12. La composición farmacéutica para su uso según cualquiera de las reivindicaciones 1 a 11, donde uno o más cambios de aminoácidos se seleccionan de entre el grupo que consiste en:

residuo 102 D,

residuo 103 : S;

residuo 104 A, T y N

residuo 130 : S;

residuo 165 N;

residuo 168 : A;

residuo 169 N, y G;

residuo 172 : D; y

residuo 179 S y H.

13. La composición farmacéutica para su uso según cualquiera de las reivindicaciones 1-11, donde si el cambio de aminoácido es en el residuo 73, el aminoácido del residuo 73 no es N.

14. La composición farmacéutica para su uso según cualquiera de las reivindicaciones 1-13, donde el cambio de aminoácido de la SEQ ID NO:67 está en uno o más residuos seleccionados de entre el grupo que consiste en los residuos de aminoácidos 102, 103 y 104.

15. La composición farmacéutica para su uso según cualquiera de las reivindicaciones 1-14, donde el cambio de aminoácido de la SEQ ID NO:67 está en uno o más residuos seleccionados de entre el grupo que consiste en los residuos de aminoácidos 130, 165, 168 y 169.

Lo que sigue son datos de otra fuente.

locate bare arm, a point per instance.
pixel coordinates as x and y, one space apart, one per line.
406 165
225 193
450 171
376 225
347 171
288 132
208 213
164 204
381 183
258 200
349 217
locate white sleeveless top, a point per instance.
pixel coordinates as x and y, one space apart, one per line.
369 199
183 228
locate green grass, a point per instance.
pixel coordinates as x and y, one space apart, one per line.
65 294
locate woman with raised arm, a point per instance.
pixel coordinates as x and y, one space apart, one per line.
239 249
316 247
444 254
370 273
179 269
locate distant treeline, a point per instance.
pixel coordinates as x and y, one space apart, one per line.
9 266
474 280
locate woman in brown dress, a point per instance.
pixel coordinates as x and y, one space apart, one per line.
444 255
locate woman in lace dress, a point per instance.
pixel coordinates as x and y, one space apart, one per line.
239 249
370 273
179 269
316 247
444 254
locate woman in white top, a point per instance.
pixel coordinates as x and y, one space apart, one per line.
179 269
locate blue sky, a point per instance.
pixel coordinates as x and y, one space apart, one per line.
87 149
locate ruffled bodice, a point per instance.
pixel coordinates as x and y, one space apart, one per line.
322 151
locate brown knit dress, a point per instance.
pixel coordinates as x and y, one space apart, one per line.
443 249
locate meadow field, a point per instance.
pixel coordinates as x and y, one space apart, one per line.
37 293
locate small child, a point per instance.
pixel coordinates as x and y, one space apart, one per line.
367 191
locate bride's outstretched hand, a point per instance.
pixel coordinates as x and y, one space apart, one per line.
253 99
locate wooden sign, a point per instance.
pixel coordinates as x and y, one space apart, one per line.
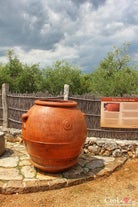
119 112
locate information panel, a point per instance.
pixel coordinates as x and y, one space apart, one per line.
119 112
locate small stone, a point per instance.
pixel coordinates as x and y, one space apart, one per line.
10 174
28 171
94 149
117 153
97 163
9 162
110 145
85 151
106 153
136 153
130 154
24 162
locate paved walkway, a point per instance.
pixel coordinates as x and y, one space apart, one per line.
17 175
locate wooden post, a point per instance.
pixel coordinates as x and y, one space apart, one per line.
66 92
5 89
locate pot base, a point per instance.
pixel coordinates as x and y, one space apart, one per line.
54 168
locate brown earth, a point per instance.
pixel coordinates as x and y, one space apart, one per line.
119 189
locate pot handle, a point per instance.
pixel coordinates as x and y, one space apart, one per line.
24 119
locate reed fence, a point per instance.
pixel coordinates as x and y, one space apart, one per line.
12 106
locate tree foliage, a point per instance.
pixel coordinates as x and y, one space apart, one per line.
61 73
115 76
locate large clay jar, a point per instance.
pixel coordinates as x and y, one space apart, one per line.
54 132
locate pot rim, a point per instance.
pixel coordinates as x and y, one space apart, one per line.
55 102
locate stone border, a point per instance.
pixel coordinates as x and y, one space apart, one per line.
100 157
93 145
17 175
111 147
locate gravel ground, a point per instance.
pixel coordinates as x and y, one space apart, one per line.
119 189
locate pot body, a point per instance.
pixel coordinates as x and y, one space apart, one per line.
54 132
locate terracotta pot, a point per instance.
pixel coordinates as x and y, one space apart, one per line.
54 132
2 143
113 107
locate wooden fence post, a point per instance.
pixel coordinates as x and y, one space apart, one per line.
5 89
66 92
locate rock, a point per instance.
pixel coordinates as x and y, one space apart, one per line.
136 153
110 145
117 153
94 149
97 163
130 154
107 153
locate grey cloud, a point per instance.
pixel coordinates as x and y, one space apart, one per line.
44 24
95 3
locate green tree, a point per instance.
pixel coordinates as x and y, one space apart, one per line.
30 79
114 76
61 73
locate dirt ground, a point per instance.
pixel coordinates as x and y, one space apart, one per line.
119 189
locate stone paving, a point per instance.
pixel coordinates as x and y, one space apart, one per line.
17 175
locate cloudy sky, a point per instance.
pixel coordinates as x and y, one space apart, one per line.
79 31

16. La composición farmacéutica para su uso según cualquiera de las reivindicaciones 1-15, donde el cambio de aminoácido de la SEQ ID NO:67 está en el residuo de aminoácido 179.

17. La composición para su uso según cualquiera de las reivindicaciones 1-16, donde el pH es de 2 a 4.

18. La composición farmacéutica para su uso según cualquiera de las reivindicaciones 1-16, donde el pH es 4.